The Governor told me that in his experience there had been very few cases of the betrayal of that measure of freedom and trust. That seems to be a sensible. intelligent and imaginative experiment. I have no knowledge of who initiated it, or of the possible difficulties of initiating such an experiment in other cases. It seemed to me, as I listened to the debate, that here, no doubt only on a small scale, there was a significant contribution to the removal of some of those deplorable conditions which arc, as my brother the right reverend Prelate has said, a disgrace to a civilised and Christian country.

4.26 p.m.

LORD HADEN-GUEST

My Lords, I think this debate will have fulfilled a useful purpose if it stirs up the indignation which is obviously simmering in the breasts of a number of noble Lords who have spoken, as it is certainly simmering in mine. I am thinking, particularly, of the extraordinarily filthy conditions in which many prisoners live: three men to a room; no sanitary accommodation; people being marched out on a parade to go to the latrine in the morning; no proper facilities for washing; and—as one noble Lord mentioned—the curious odour emanating from those who are in the prison—in fact, a condition of swinish filthiness. I feel strongly that this kind of thing can have no possible kind of justification.

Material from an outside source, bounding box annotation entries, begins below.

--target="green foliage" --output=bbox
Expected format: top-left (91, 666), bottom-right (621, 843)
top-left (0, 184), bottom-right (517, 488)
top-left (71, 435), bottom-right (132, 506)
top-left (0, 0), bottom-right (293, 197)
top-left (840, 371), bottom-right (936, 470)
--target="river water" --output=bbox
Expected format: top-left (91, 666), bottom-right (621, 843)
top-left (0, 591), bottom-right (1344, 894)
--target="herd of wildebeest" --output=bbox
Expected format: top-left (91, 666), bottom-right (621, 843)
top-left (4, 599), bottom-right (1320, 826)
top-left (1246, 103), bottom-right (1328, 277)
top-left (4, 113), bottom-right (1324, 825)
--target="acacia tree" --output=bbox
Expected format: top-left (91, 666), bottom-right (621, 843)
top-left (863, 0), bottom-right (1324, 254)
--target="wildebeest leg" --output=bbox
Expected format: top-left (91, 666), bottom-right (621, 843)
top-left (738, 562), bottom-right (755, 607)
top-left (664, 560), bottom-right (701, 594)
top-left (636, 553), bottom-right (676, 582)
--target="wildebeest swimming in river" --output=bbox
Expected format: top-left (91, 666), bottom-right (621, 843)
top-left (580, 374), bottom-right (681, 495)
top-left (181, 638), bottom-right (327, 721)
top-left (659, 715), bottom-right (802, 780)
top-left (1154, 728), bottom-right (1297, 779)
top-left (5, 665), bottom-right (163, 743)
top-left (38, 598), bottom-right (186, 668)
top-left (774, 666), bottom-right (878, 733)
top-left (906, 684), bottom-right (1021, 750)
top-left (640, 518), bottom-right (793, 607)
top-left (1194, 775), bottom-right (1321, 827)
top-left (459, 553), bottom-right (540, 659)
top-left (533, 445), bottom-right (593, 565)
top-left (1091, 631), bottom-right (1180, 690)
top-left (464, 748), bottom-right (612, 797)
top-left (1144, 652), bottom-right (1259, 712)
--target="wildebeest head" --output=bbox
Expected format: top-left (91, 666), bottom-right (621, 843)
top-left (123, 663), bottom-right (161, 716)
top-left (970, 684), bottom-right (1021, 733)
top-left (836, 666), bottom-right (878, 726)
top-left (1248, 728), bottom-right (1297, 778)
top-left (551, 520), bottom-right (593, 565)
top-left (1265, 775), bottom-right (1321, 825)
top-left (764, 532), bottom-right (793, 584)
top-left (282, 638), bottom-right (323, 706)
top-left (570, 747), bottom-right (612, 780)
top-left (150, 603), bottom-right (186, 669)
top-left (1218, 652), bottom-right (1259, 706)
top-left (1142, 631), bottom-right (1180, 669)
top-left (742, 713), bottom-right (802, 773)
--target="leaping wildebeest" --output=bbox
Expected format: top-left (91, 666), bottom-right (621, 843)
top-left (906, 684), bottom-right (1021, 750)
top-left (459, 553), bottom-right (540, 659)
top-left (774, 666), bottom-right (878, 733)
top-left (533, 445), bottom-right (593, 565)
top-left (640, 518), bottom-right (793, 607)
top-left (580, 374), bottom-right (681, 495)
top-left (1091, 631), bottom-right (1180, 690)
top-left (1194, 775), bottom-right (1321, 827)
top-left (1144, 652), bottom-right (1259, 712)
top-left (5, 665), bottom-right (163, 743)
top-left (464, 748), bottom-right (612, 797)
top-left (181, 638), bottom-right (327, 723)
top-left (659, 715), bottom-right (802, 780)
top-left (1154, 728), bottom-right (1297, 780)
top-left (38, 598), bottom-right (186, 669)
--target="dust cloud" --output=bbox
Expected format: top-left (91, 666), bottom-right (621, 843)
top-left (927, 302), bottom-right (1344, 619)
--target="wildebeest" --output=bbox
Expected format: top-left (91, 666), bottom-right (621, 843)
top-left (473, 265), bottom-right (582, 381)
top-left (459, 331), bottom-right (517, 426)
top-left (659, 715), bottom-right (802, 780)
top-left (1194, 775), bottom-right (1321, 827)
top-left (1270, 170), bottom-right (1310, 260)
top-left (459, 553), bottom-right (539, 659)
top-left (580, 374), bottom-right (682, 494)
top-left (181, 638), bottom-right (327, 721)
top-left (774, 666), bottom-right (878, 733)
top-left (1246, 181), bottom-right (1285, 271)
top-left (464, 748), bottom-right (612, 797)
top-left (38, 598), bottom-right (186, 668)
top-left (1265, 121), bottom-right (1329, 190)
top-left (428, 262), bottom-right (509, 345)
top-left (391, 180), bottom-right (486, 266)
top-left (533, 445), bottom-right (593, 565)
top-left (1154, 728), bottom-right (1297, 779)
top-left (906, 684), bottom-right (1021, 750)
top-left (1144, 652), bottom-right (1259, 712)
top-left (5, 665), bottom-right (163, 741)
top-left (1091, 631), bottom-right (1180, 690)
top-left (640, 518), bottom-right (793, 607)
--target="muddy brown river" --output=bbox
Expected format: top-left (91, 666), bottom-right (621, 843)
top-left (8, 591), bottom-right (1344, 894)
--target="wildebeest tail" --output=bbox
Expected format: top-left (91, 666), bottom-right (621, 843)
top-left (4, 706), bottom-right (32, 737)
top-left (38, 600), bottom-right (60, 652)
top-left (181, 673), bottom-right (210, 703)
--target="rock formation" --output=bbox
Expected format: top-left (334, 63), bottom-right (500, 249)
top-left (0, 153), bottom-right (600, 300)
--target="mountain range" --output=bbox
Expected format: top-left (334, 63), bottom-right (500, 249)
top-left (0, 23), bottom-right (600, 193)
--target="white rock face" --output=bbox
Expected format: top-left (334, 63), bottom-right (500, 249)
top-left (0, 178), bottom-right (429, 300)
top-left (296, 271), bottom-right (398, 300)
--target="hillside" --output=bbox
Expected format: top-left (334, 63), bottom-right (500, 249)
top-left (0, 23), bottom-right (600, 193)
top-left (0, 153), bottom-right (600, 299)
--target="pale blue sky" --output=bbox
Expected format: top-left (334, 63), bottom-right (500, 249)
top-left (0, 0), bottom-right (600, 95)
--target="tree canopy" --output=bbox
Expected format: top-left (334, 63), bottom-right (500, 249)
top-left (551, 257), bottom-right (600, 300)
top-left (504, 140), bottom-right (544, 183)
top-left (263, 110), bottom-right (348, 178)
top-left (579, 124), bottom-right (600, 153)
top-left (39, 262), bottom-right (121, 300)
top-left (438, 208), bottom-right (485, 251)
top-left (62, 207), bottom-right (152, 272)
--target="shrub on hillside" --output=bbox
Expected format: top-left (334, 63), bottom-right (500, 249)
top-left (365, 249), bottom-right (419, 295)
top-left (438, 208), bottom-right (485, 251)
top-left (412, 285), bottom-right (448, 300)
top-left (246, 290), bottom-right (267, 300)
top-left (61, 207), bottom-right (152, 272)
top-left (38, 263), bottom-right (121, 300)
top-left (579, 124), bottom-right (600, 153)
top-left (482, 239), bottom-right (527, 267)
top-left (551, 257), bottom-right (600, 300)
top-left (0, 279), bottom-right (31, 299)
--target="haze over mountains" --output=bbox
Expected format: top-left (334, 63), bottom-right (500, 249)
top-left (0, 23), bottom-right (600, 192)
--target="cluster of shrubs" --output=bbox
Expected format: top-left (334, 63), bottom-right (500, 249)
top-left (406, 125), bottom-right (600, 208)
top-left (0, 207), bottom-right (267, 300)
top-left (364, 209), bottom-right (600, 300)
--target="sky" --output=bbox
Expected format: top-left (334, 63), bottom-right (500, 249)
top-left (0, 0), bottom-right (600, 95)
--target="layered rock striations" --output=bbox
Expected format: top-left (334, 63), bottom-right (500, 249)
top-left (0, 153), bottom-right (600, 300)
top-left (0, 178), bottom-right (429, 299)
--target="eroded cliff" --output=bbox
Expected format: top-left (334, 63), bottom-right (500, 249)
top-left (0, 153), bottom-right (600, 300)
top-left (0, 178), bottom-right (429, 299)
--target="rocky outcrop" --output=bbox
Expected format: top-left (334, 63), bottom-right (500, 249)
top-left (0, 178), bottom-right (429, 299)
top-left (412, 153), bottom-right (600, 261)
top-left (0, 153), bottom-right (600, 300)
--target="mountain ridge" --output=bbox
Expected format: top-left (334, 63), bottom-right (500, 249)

Certainly, as I know from my long experience as a medical inspector of schools, not only in London but in many other parts of the country, this kind of dirt and filth has a most demoralising effect on human beings, and it will certainly have a demoralising effect on the prisoners. That three should be compelled to sleep in one room, in disgusting conditions, without proper ventilation, in all probability, and without the opportunity of going out to relieve nature if they so desire until an early hour in the morning, seems to me to be an outrageously stupid way of dealing with human beings, whether they be convicts, murderers or anything else. To treat them in this way only degrades them further. I speak strongly, as I feel strongly on this matter.

I have never had the opportunity of being in a prison. I have never been put in a prison as a prisoner, and I have never, in my medical experience, touched on prison life: otherwise I should certainly have said something about it in a strong sense before now. It seems to me that the fact—and I agree as to the figure—that 4,500 have to sleep three in a cell every night is a serious reflection on those of us who are permitting this condition of things to continue. Cleanliness is very desirable. We must have proper arrangements for cleanliness of prisoners in all circumstances, and there must be an end to this overcrowding of prisons and the putting of men together. People talk about homosexuality. What are you doing but offering the probability of homosexuality if you put three men of this character into one cell, with no outlet for their emotions and no outlet for their conversation? If you put three men into a cell like that, what do you expect? I expect there will undoubtedly be homosexual practices, and I do not see how it is possible to avoid them under those conditions. I think that that is a worse punishment for a man who may not be inclined in that way when he goes in. It makes him worse than he would otherwise have been. Instead of being reformative, the prison adds something evil to the man's life which he has to carry with him for the future.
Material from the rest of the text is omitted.